I think you’ve misread my message obviously it doesn’t cost that per day and obviously it doesn’t all get done in one day.
It is however five grand a day.

To be honest, I’ve paid for a solicitor for an hour with my dad’s help just to find out what position I’m in and whether it’s worth me pursuing this down the line and preparing for needing solicitor long term.

If I have a very strong case against him I might be able to defend myself without needing a solicitor down the line and having to spend lots of money. And if the solicitor tells me that he doesn’t have a very strong case, then I’m hoping he won’t take it down the court route and he’s just trying to scare me anyway so then hopefully it won’t even end up in court.

The issue is he refuses to try to engage with me about the situation tell me what his clear concerns are and why he sprung this on me or went behind my back to apply for a school near his house so we have to go to mediation eventually anyway because he’s not even trying to do this now.

It clearly shows that he’ll only engage when it’s something that he wants to engage about when it comes to parenting but nothing else where he’s
burying his head in the sand.

I don’t think he has a very strong case otherwise he would’ve presented it by now and I think he’s trying to buy himself time. Thank you.

OP posts:
Emerald187 · 08/05/2026 10:37

Your ex arrived to your house with a pile of
brand-new uniform he’d bought for your DS. That does show that he did believe there was a problem for DS (as you yourself have said - he was finding it hard to fit in socially due to old, ill-fitting uniform because of: a) you were stressed with a new job, and b) the shop you go to doesn’t have many sizes… which contradicts itself and seems a bit woolly).

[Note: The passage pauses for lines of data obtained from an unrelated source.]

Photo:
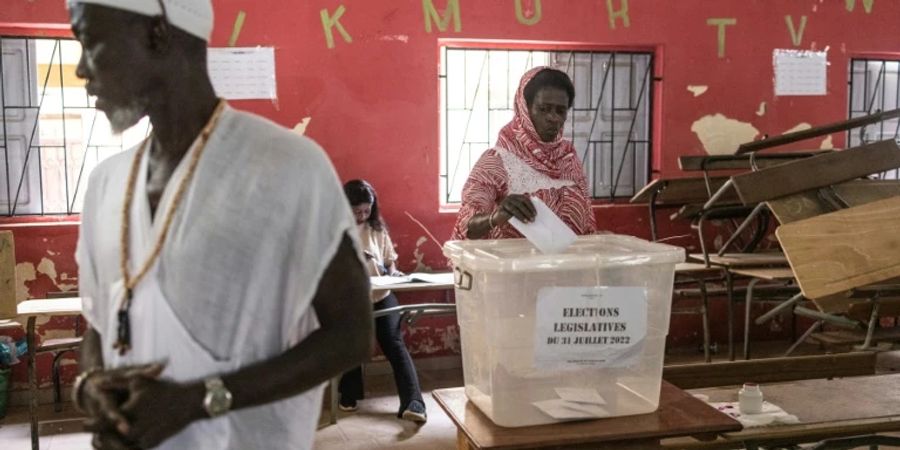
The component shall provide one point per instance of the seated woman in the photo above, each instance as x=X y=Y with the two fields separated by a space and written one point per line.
x=531 y=158
x=380 y=260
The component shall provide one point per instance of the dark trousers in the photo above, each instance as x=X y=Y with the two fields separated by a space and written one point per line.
x=390 y=339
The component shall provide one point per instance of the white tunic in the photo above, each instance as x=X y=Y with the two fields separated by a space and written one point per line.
x=261 y=220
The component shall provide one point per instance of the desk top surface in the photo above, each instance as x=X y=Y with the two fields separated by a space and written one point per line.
x=679 y=414
x=50 y=307
x=766 y=273
x=419 y=286
x=853 y=405
x=743 y=259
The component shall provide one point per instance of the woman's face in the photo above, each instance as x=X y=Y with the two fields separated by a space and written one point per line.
x=362 y=212
x=548 y=112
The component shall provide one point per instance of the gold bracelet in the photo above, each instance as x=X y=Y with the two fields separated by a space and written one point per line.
x=78 y=387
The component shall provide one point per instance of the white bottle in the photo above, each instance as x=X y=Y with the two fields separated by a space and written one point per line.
x=750 y=399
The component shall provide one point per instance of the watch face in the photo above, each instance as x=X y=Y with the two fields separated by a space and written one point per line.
x=217 y=401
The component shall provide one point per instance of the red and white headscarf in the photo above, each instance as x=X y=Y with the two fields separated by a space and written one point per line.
x=520 y=137
x=564 y=189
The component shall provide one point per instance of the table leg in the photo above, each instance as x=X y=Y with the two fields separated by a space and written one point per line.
x=729 y=287
x=332 y=407
x=463 y=442
x=32 y=383
x=704 y=316
x=748 y=301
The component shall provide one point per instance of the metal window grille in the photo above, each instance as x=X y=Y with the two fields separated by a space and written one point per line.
x=875 y=86
x=51 y=135
x=609 y=123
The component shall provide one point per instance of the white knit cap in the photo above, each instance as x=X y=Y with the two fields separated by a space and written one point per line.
x=192 y=16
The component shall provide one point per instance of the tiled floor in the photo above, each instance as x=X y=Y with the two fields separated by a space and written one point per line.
x=373 y=426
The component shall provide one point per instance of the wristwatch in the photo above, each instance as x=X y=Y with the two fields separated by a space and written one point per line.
x=218 y=398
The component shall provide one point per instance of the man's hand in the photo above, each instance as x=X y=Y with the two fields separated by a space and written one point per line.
x=514 y=205
x=156 y=409
x=103 y=406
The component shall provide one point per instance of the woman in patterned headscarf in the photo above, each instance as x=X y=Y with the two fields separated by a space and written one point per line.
x=531 y=158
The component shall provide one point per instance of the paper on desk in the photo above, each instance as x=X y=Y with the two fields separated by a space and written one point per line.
x=388 y=280
x=436 y=278
x=548 y=232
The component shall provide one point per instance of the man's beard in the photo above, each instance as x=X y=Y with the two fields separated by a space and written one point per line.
x=124 y=117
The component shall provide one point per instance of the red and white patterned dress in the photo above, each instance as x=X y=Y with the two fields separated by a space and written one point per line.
x=521 y=163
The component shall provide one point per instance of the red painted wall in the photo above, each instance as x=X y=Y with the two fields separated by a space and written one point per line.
x=374 y=102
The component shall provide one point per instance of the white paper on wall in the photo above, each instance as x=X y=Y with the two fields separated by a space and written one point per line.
x=800 y=72
x=243 y=73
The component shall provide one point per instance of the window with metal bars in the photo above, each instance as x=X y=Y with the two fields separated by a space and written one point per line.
x=51 y=135
x=609 y=123
x=875 y=86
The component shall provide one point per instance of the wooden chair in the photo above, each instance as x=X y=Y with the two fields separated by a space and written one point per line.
x=770 y=370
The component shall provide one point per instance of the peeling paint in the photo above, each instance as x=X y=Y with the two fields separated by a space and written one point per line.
x=47 y=267
x=800 y=127
x=762 y=109
x=698 y=89
x=721 y=135
x=24 y=273
x=300 y=128
x=396 y=37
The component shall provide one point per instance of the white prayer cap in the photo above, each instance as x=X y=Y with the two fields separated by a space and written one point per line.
x=192 y=16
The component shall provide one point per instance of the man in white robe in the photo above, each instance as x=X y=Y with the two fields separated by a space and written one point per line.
x=257 y=295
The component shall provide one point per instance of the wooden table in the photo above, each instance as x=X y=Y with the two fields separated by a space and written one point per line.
x=826 y=408
x=30 y=310
x=679 y=414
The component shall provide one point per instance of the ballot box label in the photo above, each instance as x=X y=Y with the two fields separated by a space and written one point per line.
x=601 y=326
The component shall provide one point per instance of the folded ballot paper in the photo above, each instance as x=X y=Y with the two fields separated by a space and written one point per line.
x=437 y=278
x=548 y=232
x=574 y=403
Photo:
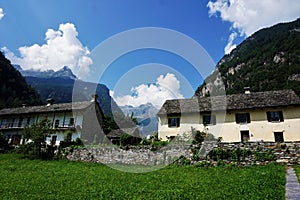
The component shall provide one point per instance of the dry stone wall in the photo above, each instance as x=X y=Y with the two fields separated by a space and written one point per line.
x=286 y=153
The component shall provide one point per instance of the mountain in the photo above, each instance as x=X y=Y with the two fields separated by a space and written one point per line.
x=14 y=91
x=267 y=60
x=59 y=85
x=145 y=115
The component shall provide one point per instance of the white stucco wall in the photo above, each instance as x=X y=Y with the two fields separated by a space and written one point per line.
x=259 y=128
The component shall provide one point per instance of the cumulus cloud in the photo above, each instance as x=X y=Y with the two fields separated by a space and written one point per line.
x=230 y=46
x=166 y=87
x=62 y=48
x=1 y=13
x=249 y=16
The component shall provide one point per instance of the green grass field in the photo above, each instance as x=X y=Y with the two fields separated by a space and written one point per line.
x=37 y=179
x=297 y=171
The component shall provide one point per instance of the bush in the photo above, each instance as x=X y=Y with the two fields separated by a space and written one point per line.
x=127 y=139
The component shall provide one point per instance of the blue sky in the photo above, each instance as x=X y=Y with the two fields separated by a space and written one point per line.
x=52 y=33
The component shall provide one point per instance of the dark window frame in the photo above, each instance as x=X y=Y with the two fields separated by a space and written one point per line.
x=209 y=118
x=56 y=123
x=72 y=121
x=275 y=116
x=278 y=137
x=243 y=118
x=173 y=122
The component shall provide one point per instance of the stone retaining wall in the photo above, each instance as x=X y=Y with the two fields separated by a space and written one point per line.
x=287 y=153
x=139 y=155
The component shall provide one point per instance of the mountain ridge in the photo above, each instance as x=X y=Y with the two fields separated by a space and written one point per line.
x=267 y=60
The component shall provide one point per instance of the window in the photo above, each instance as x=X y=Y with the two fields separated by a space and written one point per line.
x=278 y=136
x=209 y=120
x=20 y=122
x=28 y=121
x=56 y=124
x=275 y=116
x=71 y=122
x=242 y=118
x=174 y=122
x=245 y=136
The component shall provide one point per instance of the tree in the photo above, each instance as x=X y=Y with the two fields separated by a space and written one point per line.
x=38 y=132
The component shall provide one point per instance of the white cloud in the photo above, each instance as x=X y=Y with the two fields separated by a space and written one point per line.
x=249 y=16
x=1 y=13
x=166 y=87
x=230 y=46
x=62 y=48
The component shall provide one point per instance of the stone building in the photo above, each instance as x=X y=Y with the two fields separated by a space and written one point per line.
x=81 y=119
x=260 y=116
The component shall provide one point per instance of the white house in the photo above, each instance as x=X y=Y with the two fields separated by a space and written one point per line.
x=268 y=116
x=82 y=119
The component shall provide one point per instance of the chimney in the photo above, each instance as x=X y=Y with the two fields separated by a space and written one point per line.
x=247 y=90
x=94 y=98
x=50 y=102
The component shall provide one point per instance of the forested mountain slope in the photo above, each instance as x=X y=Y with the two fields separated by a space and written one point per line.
x=267 y=60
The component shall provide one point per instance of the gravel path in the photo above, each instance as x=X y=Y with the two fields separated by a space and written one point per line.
x=292 y=185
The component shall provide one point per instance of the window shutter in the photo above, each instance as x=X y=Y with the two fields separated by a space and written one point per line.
x=237 y=118
x=178 y=122
x=213 y=118
x=280 y=116
x=248 y=117
x=269 y=116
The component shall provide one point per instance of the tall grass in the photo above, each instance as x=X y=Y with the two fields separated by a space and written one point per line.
x=297 y=171
x=37 y=179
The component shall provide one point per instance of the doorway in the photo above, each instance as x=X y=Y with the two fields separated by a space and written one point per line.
x=245 y=136
x=278 y=136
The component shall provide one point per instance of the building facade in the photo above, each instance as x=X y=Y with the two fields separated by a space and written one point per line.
x=261 y=116
x=81 y=119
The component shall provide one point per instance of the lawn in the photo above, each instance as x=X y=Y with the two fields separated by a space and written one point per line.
x=297 y=171
x=37 y=179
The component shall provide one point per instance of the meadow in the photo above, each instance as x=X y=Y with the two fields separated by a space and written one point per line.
x=60 y=179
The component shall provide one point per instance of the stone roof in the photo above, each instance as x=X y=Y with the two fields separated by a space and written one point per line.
x=231 y=102
x=46 y=108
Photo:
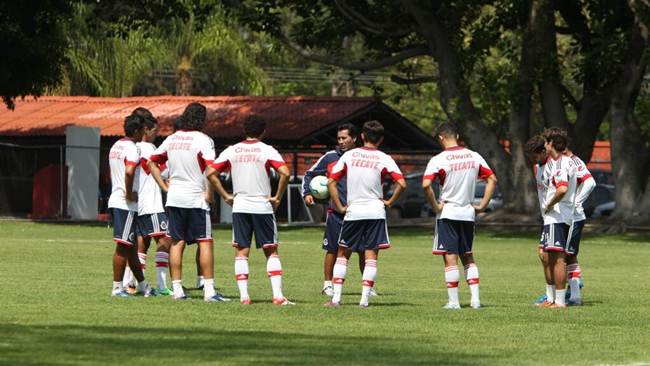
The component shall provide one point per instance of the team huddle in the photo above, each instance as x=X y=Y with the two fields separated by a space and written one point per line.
x=186 y=168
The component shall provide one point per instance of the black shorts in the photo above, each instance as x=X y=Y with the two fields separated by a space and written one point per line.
x=263 y=225
x=361 y=235
x=152 y=225
x=191 y=225
x=124 y=223
x=575 y=234
x=453 y=237
x=554 y=237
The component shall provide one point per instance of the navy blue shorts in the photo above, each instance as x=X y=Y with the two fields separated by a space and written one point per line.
x=263 y=225
x=453 y=237
x=554 y=237
x=189 y=224
x=152 y=225
x=124 y=223
x=361 y=235
x=575 y=235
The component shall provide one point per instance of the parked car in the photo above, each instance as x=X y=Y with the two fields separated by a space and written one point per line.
x=601 y=201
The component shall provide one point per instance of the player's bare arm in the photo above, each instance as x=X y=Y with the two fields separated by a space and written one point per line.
x=334 y=196
x=155 y=173
x=283 y=171
x=559 y=194
x=490 y=187
x=215 y=182
x=431 y=197
x=129 y=174
x=400 y=185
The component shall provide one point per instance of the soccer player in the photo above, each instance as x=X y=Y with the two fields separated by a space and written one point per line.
x=123 y=204
x=559 y=177
x=188 y=152
x=457 y=169
x=346 y=137
x=152 y=219
x=252 y=204
x=364 y=223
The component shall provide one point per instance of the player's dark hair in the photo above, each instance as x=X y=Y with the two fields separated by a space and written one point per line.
x=193 y=117
x=373 y=132
x=132 y=124
x=535 y=145
x=148 y=119
x=557 y=137
x=447 y=129
x=254 y=126
x=352 y=129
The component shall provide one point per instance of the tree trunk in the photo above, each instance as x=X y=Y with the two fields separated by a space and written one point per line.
x=629 y=153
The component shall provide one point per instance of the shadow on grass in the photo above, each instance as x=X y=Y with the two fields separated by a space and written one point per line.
x=84 y=344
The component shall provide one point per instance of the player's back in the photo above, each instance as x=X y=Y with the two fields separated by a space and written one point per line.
x=122 y=154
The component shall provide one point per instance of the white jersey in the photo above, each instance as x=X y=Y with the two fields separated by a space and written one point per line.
x=457 y=169
x=122 y=154
x=188 y=153
x=149 y=194
x=365 y=169
x=585 y=185
x=560 y=172
x=250 y=162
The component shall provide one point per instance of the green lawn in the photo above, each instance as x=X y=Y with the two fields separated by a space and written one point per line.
x=55 y=306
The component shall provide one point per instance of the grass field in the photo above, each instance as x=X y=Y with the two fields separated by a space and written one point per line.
x=55 y=306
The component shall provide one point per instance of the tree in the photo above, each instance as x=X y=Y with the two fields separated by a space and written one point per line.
x=458 y=36
x=31 y=35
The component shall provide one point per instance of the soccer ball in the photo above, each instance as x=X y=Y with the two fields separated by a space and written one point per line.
x=318 y=187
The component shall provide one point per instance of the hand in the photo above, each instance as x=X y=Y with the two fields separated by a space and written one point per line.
x=309 y=200
x=275 y=202
x=229 y=199
x=133 y=196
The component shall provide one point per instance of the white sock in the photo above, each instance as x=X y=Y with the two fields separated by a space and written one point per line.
x=471 y=275
x=340 y=270
x=550 y=293
x=162 y=268
x=452 y=277
x=117 y=287
x=574 y=272
x=177 y=287
x=241 y=275
x=128 y=277
x=274 y=270
x=560 y=297
x=208 y=288
x=369 y=276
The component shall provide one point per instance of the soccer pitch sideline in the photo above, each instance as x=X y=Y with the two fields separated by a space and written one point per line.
x=55 y=306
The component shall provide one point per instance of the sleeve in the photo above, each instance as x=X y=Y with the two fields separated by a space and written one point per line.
x=159 y=156
x=340 y=168
x=274 y=159
x=484 y=171
x=132 y=156
x=222 y=163
x=585 y=189
x=391 y=169
x=319 y=168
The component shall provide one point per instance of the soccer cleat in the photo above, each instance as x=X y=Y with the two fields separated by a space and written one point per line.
x=283 y=301
x=165 y=292
x=120 y=293
x=217 y=297
x=328 y=291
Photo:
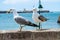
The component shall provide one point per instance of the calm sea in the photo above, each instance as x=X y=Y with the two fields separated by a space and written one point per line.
x=7 y=22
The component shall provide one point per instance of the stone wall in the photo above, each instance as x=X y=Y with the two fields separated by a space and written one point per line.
x=28 y=35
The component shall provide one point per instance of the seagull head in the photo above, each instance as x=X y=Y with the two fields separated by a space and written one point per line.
x=11 y=11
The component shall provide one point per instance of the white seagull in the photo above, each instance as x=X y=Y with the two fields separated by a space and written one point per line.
x=37 y=17
x=21 y=20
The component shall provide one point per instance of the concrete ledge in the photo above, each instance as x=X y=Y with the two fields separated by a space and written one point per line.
x=31 y=35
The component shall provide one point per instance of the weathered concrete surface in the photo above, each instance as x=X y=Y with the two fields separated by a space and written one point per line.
x=31 y=35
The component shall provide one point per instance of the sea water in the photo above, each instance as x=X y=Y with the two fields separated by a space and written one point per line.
x=7 y=21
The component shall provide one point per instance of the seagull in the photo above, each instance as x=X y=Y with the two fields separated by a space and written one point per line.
x=37 y=17
x=21 y=20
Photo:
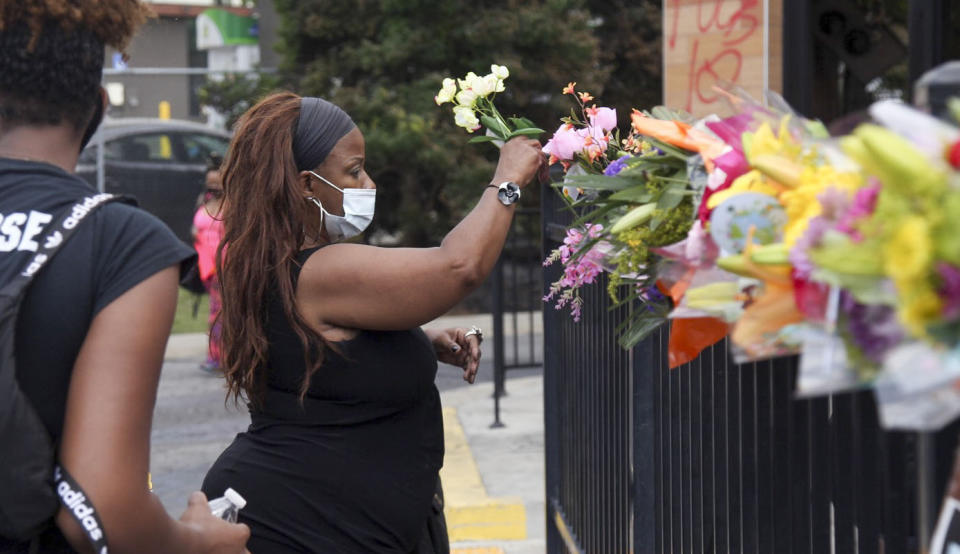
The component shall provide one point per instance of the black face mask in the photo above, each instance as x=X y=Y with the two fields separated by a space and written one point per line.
x=93 y=124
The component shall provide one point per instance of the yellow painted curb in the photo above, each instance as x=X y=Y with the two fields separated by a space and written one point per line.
x=471 y=514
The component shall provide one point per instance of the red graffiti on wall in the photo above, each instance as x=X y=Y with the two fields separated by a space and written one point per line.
x=706 y=68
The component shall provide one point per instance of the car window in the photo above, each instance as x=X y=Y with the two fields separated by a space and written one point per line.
x=88 y=156
x=197 y=147
x=147 y=147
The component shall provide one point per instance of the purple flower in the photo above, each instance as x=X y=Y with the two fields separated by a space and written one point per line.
x=802 y=266
x=873 y=328
x=949 y=289
x=617 y=165
x=864 y=202
x=603 y=118
x=565 y=144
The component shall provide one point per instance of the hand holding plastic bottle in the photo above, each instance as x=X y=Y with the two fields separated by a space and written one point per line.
x=216 y=535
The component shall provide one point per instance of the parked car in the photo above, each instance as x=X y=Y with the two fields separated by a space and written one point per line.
x=160 y=162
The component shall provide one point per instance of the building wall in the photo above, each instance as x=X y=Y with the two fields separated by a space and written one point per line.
x=162 y=42
x=268 y=34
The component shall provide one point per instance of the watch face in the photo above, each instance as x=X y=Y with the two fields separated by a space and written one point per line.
x=509 y=193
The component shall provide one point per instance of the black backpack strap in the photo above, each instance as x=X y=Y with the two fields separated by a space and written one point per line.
x=81 y=508
x=56 y=235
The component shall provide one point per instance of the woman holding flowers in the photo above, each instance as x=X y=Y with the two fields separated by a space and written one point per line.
x=322 y=338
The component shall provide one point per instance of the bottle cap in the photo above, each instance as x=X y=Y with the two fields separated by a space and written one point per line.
x=235 y=498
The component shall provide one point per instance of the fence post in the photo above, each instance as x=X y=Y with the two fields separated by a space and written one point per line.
x=498 y=343
x=643 y=374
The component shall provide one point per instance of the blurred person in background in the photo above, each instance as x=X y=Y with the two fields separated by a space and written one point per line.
x=207 y=233
x=92 y=326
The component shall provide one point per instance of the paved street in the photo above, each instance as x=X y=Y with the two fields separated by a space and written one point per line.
x=192 y=425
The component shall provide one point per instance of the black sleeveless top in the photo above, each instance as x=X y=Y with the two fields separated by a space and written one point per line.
x=352 y=469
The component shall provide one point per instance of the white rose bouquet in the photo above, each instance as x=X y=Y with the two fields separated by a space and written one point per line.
x=473 y=97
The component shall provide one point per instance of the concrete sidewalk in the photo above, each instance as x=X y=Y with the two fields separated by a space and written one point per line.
x=493 y=478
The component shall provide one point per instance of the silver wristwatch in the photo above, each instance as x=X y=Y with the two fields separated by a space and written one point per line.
x=508 y=192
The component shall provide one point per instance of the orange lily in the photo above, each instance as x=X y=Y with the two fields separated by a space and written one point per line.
x=679 y=134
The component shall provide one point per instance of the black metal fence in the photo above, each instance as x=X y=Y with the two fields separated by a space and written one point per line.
x=714 y=456
x=515 y=297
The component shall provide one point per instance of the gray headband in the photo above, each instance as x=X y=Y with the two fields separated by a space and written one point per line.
x=319 y=126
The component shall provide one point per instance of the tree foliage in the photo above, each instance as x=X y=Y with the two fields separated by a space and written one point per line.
x=232 y=94
x=383 y=61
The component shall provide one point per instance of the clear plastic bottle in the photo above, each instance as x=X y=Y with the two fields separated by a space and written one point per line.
x=227 y=506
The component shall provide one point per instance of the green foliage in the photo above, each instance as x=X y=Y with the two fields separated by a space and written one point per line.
x=383 y=61
x=234 y=94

You then say (twice) you « went out of your way » then to buy him some uniform yourself. OP - that’s not « going out of your way », that’s providing the basics, and only after his Dad had possibly shown you up by having had to intervene and turn up with uniform.

You chose to move yourself and the baby 2hours away from his father. You must’ve known then that this would pose a problem for shared-care and schooling etc.

I hate to say it, and I mean no malice, but I think there’s more to this than black-and-white.

WhatHappenedToYourFurnitureCuz · 08/05/2026 11:10

bigboykitty · 08/05/2026 09:26

I've read it. What's your point?

That I've already acknowledged my mistake and apologised to the OP.